Millner’s eyes opened like a flood gate. But he kept clammed. He knew the trouble he was in.
“Dean Millner, there’s a glaring factor about this crime scene that says one thing and one thing only: The murder wasn’t the real crime. We’re looking at potentially high security information being snatched right out of here. Well—at least that gives us motive.”
The dean brightened a little. “Does that mean you can find who did this?”
“There’s no guarantee of anything at this stage.” Chase said. But she’d woken up now. The animation of each possibility playing in her periphery, like floaters after staring into a bright bulb.
Millner leaned forward, his round, innocent eyes glowing with wonder. If he was playacting, he was damn good.
“There’s one more thing I can tell about this scene,” Chase said.
“Yes?”
“The PD didn’t bag and tag the place. Everything aside from the body itself has been left in its exact place. The markers only go up to four. Meaning the body and maybe some effects. There’s only one reason for a homicide team to do that—if they were given explicit instruction. The scene was preserved.”

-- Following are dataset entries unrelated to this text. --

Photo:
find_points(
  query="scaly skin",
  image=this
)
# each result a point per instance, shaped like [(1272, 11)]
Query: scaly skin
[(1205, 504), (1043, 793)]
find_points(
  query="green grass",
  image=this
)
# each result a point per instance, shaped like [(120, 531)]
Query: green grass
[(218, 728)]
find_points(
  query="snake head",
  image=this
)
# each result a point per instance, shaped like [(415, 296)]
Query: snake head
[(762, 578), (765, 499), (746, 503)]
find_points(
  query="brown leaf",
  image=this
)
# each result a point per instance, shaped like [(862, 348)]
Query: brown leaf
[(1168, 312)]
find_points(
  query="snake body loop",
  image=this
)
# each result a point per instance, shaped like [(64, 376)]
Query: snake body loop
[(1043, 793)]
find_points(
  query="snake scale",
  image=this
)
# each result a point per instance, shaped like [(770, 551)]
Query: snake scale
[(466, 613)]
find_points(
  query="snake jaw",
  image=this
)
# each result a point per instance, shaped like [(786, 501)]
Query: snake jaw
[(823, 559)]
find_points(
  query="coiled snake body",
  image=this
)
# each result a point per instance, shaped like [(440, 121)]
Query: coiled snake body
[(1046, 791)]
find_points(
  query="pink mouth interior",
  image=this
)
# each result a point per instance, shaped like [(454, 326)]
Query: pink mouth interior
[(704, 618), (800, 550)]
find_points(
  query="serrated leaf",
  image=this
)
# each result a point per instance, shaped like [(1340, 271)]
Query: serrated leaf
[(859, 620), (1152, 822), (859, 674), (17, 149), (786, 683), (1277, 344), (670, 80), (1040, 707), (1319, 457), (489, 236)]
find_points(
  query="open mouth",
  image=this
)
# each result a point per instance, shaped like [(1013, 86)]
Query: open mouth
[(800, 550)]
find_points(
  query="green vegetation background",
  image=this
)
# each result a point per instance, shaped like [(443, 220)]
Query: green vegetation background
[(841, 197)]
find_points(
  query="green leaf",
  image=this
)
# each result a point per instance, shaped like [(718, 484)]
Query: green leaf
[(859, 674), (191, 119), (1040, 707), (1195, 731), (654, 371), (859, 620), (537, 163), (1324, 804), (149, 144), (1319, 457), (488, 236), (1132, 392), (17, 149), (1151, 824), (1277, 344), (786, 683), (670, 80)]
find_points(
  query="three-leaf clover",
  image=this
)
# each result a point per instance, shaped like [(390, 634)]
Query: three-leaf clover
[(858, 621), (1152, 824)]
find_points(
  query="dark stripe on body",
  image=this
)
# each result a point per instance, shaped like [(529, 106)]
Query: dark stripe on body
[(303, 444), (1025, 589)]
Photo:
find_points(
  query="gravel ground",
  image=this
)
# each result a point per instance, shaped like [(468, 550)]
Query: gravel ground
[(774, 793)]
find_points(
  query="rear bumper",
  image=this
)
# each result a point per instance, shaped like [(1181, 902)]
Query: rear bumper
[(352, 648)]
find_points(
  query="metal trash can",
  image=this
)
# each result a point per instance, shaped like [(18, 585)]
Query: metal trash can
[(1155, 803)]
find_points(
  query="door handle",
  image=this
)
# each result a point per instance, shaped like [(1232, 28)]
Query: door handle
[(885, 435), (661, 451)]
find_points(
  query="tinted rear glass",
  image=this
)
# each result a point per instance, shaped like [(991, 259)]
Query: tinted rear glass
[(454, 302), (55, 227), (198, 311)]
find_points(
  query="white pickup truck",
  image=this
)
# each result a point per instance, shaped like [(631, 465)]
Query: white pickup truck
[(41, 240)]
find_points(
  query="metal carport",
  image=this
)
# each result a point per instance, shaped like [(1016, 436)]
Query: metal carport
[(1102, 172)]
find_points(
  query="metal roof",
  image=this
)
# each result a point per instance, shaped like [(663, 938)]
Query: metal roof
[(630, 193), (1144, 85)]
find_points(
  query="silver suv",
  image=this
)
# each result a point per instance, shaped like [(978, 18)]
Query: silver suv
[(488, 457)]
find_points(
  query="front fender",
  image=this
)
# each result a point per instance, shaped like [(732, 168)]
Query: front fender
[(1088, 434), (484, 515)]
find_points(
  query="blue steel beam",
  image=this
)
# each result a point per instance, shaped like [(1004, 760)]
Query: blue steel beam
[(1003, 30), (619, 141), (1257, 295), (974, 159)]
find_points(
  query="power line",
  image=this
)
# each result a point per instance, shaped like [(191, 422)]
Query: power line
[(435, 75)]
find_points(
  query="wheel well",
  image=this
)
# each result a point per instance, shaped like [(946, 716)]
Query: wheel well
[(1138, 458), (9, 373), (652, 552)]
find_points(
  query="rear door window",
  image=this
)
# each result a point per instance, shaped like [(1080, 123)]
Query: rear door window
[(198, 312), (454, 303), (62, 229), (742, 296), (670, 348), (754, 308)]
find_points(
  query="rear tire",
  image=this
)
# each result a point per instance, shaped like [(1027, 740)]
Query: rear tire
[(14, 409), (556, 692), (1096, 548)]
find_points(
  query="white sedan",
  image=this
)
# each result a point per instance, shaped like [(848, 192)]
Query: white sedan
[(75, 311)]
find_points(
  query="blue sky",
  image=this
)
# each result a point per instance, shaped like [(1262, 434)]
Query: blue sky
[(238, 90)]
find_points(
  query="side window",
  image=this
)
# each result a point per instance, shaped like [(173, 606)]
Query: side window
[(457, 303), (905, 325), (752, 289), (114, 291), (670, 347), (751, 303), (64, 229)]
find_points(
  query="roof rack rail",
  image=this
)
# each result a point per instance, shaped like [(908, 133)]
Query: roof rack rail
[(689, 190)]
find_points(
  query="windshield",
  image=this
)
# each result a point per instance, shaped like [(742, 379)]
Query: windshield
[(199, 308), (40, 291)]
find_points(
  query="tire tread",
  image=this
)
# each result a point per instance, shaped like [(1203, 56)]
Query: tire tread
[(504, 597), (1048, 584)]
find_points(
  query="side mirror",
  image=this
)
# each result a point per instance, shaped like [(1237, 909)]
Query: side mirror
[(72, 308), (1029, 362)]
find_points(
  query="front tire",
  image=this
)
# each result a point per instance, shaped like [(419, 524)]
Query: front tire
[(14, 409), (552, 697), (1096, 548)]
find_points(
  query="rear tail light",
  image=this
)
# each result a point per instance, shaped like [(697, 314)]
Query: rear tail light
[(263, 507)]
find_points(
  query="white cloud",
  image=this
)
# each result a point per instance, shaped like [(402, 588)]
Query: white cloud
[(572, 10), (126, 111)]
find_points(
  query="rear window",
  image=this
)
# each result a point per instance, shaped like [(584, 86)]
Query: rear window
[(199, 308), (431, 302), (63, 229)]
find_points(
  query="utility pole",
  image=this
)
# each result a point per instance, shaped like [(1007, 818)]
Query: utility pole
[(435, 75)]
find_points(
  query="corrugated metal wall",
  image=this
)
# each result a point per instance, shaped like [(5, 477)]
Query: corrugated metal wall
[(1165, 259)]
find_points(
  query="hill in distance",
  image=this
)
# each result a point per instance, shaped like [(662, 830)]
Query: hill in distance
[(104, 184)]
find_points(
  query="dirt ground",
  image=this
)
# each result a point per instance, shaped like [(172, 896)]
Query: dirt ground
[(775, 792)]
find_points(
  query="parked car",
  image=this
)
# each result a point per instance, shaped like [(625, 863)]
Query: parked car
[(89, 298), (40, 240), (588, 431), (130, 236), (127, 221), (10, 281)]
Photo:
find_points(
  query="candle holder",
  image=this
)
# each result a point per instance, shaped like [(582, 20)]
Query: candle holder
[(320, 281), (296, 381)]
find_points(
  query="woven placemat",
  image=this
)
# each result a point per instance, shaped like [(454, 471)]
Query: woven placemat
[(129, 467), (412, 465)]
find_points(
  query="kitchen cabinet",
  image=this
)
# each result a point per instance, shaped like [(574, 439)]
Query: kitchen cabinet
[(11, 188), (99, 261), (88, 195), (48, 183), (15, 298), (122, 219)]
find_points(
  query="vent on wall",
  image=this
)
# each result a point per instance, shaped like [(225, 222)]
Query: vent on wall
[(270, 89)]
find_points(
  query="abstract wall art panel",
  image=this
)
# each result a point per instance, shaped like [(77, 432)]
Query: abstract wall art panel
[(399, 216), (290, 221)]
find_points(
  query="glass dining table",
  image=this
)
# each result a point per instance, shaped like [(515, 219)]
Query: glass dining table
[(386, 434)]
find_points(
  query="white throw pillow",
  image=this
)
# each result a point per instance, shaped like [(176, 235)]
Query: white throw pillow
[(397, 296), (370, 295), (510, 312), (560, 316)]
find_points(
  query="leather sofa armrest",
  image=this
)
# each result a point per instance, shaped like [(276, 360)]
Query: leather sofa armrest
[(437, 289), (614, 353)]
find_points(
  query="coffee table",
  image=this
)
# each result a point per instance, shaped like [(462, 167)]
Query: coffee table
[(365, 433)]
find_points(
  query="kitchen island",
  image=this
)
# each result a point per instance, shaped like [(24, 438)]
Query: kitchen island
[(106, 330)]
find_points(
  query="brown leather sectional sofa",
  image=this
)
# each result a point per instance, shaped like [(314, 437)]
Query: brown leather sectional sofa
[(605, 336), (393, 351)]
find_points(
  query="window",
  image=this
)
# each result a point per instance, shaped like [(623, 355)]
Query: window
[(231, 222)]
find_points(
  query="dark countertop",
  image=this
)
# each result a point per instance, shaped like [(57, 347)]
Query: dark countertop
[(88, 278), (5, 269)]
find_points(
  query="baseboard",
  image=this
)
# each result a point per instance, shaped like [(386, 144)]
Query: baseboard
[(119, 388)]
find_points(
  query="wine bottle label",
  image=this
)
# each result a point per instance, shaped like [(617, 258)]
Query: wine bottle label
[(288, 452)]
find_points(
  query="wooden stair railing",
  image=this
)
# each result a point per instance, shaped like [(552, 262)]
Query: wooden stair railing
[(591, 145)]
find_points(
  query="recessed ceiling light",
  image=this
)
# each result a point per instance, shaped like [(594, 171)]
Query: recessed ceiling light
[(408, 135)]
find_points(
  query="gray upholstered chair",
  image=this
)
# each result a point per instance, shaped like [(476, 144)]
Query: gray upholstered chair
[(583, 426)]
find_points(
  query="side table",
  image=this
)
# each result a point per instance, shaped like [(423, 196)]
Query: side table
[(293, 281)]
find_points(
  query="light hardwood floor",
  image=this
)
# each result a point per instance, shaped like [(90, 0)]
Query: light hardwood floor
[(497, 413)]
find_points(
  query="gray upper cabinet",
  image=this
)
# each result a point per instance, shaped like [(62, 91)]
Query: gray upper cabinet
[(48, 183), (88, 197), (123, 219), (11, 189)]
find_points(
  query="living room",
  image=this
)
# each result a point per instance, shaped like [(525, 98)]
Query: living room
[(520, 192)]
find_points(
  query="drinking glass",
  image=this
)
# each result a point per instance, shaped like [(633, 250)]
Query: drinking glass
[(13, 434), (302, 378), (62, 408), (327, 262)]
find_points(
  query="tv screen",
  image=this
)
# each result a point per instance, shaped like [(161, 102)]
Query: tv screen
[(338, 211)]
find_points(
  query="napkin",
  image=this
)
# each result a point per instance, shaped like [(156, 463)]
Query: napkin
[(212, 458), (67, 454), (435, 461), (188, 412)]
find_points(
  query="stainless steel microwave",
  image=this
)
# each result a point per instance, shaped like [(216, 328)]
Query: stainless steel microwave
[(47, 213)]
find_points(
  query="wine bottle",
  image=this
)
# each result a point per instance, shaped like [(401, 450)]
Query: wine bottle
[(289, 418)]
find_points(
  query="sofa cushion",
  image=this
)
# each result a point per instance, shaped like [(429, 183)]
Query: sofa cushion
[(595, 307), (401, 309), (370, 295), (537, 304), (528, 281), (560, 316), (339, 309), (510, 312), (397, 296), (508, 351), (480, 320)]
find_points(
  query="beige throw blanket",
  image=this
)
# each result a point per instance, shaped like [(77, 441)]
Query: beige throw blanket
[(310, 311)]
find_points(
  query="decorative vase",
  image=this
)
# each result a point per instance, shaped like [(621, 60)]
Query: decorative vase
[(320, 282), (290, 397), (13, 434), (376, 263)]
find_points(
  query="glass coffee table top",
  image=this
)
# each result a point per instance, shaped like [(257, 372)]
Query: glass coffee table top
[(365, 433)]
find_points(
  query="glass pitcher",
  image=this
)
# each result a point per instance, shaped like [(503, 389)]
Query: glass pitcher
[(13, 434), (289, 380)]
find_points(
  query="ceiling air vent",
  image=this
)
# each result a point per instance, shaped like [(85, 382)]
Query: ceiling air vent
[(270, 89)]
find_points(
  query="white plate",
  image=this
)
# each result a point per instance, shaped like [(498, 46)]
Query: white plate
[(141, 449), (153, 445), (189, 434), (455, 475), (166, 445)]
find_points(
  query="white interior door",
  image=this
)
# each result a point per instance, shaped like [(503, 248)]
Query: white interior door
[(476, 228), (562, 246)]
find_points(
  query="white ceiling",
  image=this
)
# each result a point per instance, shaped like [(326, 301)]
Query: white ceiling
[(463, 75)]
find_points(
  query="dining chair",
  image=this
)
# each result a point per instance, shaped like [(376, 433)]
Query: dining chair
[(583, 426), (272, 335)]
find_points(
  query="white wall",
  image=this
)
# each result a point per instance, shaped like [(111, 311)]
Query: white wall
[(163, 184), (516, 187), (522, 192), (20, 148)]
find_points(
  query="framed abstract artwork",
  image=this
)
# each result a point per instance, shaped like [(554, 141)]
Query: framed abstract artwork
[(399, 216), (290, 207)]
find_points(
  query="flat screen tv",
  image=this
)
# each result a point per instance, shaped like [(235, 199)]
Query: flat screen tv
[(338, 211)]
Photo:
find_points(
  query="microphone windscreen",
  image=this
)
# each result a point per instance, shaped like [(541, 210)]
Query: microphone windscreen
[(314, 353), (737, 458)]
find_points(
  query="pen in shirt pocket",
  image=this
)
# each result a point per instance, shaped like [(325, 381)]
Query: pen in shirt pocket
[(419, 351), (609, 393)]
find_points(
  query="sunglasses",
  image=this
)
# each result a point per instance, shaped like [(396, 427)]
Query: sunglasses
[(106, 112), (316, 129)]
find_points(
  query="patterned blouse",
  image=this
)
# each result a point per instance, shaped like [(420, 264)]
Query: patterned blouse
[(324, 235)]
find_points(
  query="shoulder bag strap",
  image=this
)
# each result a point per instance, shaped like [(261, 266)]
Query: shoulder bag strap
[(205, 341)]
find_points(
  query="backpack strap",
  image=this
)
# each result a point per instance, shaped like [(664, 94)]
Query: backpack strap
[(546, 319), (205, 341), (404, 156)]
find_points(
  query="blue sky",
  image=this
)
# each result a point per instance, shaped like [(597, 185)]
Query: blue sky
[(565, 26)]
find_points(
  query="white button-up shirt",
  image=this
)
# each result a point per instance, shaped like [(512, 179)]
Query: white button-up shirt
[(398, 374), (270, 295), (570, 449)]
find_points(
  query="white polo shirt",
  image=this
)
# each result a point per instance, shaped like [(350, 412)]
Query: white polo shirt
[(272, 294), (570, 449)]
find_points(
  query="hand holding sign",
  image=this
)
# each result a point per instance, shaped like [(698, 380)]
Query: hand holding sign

“Incredible,” Millner said. “You’re completely right, Agent Chase.”
“So, what I want to know is, who told them to preserve it?”
The crack of the door yanked Chase out of her focused haze and threw her back into grungy reality. “That’s some impressive deduction,” a non-specific male voice came from the doorway.
The owner of the voice was of medium height, medium build, perhaps a little on the skinny side. He had generic short blonde hair and a somewhat snub nose on a plain, pale but not too pale face, with medium-sized eyes under generic glasses and medium bone structure. Chase guessed that all of his clothes came strictly in M. This man was so average you could lose sight of him if he was standing right in front of you. He was the most nondescript man she’d ever seen: He seemed to barely exist at all.
“You did me a favor by not spoiling the scene,” Chase said to the man. “Now perhaps you can do me another.”
“Of course,” the plain man said, the bare curve of a smile playing on his regular-sized lips.
“You could tell me which agency you work for.”